MHT CET · Chemistry · Electrochemistry
The conductivity of \(0.04 \mathrm{M} \mathrm{BaCl}_2\) solution is \(0.0112 \Omega^{-1} \mathrm{~cm}^{-1}\) at \(25^{\circ} \mathrm{C}\). what is it's molar conductivity?
- A \(357.0 \Omega^{-1} \mathrm{~cm}^2 \mathrm{~mol}^{-1}\)
- B \(140.0 \Omega^{-1} \mathrm{~cm}^2 \mathrm{~mol}^{-1}\)
- C \(44.8 \Omega^{-1} \mathrm{~cm}^2 \mathrm{~mol}^{-1}\)

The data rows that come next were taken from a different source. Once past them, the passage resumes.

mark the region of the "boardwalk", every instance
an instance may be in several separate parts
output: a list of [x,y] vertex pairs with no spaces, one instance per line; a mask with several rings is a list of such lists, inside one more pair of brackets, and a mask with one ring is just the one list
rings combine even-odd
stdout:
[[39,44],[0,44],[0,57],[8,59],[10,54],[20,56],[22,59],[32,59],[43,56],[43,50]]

- D \(280.0 \Omega^{-1} \mathrm{~cm}^2 \mathrm{~mol}^{-1}\)
Answer & Solution
Correct Answer
(D) \(280.0 \Omega^{-1} \mathrm{~cm}^2 \mathrm{~mol}^{-1}\)
Step-by-step Solution
Detailed explanation
\(
\Lambda_{\mathrm{m}}=\frac{\mathrm{k} \times 1000}{\mathrm{M}}
\)
Conductivity \((\mathrm{k})=0.0112 \Omega^{-1} \mathrm{~cm}^{-1}\)
\(
\begin{aligned}
& \Lambda_{\mathrm{m}}=\frac{0.0112 \times 1000}{0.04} \\
& =280 \Omega^{-1} \mathrm{~cm}^2 \mathrm{~mol}^{-1}
\end{aligned}
\)
\Lambda_{\mathrm{m}}=\frac{\mathrm{k} \times 1000}{\mathrm{M}}
\)
Conductivity \((\mathrm{k})=0.0112 \Omega^{-1} \mathrm{~cm}^{-1}\)
\(
\begin{aligned}
& \Lambda_{\mathrm{m}}=\frac{0.0112 \times 1000}{0.04} \\
& =280 \Omega^{-1} \mathrm{~cm}^2 \mathrm{~mol}^{-1}
\end{aligned}
\)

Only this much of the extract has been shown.